It says, quote "It randomly distributes these read requests across the entire Postgres cluster", and it "...targets write operations to the primary automatically by probing the read replicas until it hits the primary". And this is what you can do with the libpq client. Now, looking at this, the concern that I have is I know a lot of applications do a write and then immediately do a read for some things. So I'm always wondering, is that read going to time out? For that reason, I normally see applications dedicate certain reads to the replicas and certain reads to the primary. So it looks like that question they're trying to address with the read-after writes here. And they say, quote "...it's easy to guarantee read-after writes from the same client by wrapping the read and write in a transaction".

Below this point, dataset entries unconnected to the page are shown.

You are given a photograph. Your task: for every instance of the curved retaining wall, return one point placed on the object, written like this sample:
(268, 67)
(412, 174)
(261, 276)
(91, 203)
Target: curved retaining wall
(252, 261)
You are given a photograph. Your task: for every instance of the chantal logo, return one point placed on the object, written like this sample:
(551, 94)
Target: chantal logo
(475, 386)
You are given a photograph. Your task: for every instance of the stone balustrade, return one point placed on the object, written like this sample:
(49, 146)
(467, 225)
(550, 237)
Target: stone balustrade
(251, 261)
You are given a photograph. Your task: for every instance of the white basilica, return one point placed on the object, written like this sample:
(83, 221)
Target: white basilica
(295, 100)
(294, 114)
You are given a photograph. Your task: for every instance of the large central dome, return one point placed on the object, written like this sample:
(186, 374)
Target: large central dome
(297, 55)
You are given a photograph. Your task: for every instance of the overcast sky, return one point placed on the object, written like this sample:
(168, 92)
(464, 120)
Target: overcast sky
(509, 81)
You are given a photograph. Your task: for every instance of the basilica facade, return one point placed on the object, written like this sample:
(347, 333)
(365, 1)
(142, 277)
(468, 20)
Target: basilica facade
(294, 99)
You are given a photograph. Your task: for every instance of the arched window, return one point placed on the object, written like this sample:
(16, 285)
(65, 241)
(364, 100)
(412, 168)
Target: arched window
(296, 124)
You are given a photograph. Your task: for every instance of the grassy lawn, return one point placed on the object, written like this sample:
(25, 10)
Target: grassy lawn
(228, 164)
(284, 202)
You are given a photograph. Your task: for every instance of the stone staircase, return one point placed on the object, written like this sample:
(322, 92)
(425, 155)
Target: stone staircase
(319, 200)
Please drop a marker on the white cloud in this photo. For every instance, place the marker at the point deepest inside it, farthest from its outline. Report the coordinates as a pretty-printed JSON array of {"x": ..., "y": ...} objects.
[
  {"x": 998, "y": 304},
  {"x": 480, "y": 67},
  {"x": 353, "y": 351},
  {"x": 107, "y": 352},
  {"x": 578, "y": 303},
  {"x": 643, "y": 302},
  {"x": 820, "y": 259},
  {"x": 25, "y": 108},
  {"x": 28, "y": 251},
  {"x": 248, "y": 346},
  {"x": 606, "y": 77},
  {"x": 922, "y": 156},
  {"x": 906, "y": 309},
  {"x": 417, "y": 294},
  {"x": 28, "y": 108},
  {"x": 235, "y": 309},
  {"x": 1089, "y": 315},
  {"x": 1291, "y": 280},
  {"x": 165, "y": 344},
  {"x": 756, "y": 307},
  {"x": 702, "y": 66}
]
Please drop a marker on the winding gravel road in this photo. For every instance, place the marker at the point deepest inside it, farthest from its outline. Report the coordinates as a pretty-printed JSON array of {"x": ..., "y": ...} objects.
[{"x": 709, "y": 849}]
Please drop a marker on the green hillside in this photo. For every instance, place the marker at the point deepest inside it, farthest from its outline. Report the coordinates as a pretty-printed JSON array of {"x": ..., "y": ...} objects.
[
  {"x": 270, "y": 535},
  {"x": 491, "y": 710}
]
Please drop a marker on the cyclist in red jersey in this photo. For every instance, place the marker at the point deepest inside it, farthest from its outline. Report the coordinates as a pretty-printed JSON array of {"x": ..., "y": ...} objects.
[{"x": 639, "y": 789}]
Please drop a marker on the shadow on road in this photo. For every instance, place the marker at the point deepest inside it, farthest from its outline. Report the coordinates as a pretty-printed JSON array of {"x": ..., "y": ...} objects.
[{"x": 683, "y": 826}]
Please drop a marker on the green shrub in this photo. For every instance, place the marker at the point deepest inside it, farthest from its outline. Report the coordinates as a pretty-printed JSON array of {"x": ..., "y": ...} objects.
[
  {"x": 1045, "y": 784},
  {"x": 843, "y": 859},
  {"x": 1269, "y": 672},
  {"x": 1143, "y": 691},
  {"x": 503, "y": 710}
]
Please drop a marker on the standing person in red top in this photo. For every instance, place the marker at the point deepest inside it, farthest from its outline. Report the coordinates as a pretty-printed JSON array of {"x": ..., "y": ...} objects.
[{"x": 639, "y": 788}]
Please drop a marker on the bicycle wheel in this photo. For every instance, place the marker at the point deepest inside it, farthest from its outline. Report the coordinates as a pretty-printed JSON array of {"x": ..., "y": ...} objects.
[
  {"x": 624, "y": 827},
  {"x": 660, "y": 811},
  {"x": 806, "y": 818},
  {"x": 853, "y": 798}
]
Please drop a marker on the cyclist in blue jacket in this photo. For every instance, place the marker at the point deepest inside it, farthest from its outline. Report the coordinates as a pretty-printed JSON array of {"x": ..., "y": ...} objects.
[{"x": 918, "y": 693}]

So it sounds like if you're going to be reading something right after you've written it, you have to rely on putting it in a transaction to make sure the data is there as opposed to hitting something that hasn't been replicated yet. But there's a future plan to support set server as primary to make sure the reads go to the primary basically then of course they have the name-prepared statement supports that we've seen for other connection poolers. So that's great. And query cancellation apparently wasn't working, which I guess is a thing now. So if you're interested in trying Supavisor, definitely check out this blog post.
Next piece of content- "PostGIS Day 2023 Summary". This is from crunchydata.com. This was hosted a couple of weeks ago and this lists all the different presentations and the things that were discussed at PostGIS Day that Crunchy Data put on. So if you're interested in that, definitely check out this blog post.

Next piece of content- "Updates on trademark actions against the PostgreSQL community". This is from postgresql.org and apparently, the organizations that were having the trademark dispute have, quote, "...reached an amicable resolution". So that's great. Fundaciòn PostgreSQL has surrendered all trademarks and entered into a trademark license agreement with the PostgreSQL Community Association.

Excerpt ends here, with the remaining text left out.